Solène : Vous vivez aux Pays-Bas maintenant. Comment cela se passe-t-il ?

Aljona : Eh bien, je passe beaucoup de temps à la patinoire ! Ma nouvelle ville est plus grande qu'Oberstdorf. Parfois la montagne me manque mais c'est comme cela. Je dois aller de l'avant et construire quelque chose pour la prochaine génération.

 

Solène : Vous commentiez pour Eurosport. Est-ce encore le cas ?

Aljona : J'ai travaillé pour Eurosport en Allemagne lors de certaines compétitions et spectacles. C'est bien de faire quelque chose de différent mais c’est assez ponctuel. J’aimerais le faire plus souvent cela dit, c'est amusant !

 

Solène : Pouvez-vous me parler du programme d'entraînement hors glace sur lequel vous travaillez ?

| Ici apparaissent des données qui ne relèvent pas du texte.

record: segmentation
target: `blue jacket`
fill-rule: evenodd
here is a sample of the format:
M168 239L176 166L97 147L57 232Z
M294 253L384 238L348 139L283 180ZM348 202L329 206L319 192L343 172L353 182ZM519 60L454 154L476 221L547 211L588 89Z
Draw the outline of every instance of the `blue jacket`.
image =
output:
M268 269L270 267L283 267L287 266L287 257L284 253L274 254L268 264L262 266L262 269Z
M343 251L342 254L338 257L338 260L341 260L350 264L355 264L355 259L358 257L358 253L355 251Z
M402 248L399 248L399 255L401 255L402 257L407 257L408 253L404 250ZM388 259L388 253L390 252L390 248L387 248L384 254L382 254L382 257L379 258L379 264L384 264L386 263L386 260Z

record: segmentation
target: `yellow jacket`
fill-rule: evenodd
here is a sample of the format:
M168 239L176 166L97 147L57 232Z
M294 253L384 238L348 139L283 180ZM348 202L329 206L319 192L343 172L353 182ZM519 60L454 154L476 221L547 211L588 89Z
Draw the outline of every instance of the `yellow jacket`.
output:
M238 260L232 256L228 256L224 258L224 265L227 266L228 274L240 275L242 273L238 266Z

Aljona : Il est important de travailler hors glace sur la chorégraphie et la préparation mentale par exemple. J'essaie d'enseigner aux patineurs les bases nécessaires pour réussir sur la glace. Parfois je vois des patineurs de bon niveau qui ne maîtrisent pas les bases. Il y a tellement d’éléments à travailler dans notre sport : vous devez être souple comme un gymnaste, musclé pour les portés et rapide sur la glace. C'est une combinaison difficile. Beaucoup de patineurs et d'entraîneurs ne le comprennent pas.

 

Solène : La plupart des patineurs aiment surtout sauter !

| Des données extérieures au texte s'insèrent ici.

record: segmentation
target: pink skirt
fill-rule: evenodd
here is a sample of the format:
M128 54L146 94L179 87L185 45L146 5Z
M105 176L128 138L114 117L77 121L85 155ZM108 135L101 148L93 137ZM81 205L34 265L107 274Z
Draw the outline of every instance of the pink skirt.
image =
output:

Aljona : Bien sûr ! Ils adorent sauter. Moi aussi (rires). Mais le patinage artistique ne consiste pas seulement à sauter, les patineurs doivent apprendre à plier les genoux, par exemple. Sans les bases, vous pouvez atteindre un certain niveau mais vous ne pourrez pas aller plus loin ou bien gérer la puberté par exemple.

 

Solène : Bruno Massot est aussi devenu entraîneur. L'avez-vous vu avec ses couples français ?

Aljona : J'ai vu Bruno quand il a commencé à entraîner en Suisse. Il s'est ensuite installé en France. Il fait un excellent travail et il a des patineurs talentueux. Je les ai vus lors de leur dernière compétition à Varsovie. C'est important que nous puissions aider les jeunes patineurs.

 

Solène : Robin Szolkowy est également entraîneur et Meagan Duhamel travaille avec des patineurs. Votre génération travaille beaucoup pour la jeune génération !

Aljona : Lorsque nous venons en compétition, nous rencontrons beaucoup de patineurs à la retraite avec lesquels nous étions en concurrence à l’époque. Nous entraînons les jeunes maintenant ou faisons autre chose en lien avec le patinage. C'est très drôle de se voir ! Il y a une nouvelle génération sur la glace. Pour le moment, le patinage de couple est dans une phase de transition mais je pense qu'il reviendra encore plus fort qu’il ne l’a été dans le passé. C'est notre devoir d'aider cette nouvelle génération.

 

Solène : Comment le monde du patinage peut-il aider le patinage de couples à se développer à nouveau ?

Aljona : D'abord, nous avons besoin de plus d'enfants patineurs. Ensuite, il faut que plus de patineurs individuels essaient le patinage de couple. Plus de publicité nous aiderait aussi. Par ailleurs, je parlais aujourd'hui avec quelqu'un de la dangerosité de notre sport. Avoir des séances d'entraînement à 7 heures du matin, comme c’était le cas à Espoo, n'est pas optimal et nous devons changer cela pour que le public puisse voir la beauté de notre sport. Personne n'est en forme et prêt à 7 heures du matin. Nous ne pouvons pas montrer le meilleur de nous-mêmes.

  

Solène : Meagan Duhamel me disait que le programme long était trop court maintenant. Êtes-vous d'accord?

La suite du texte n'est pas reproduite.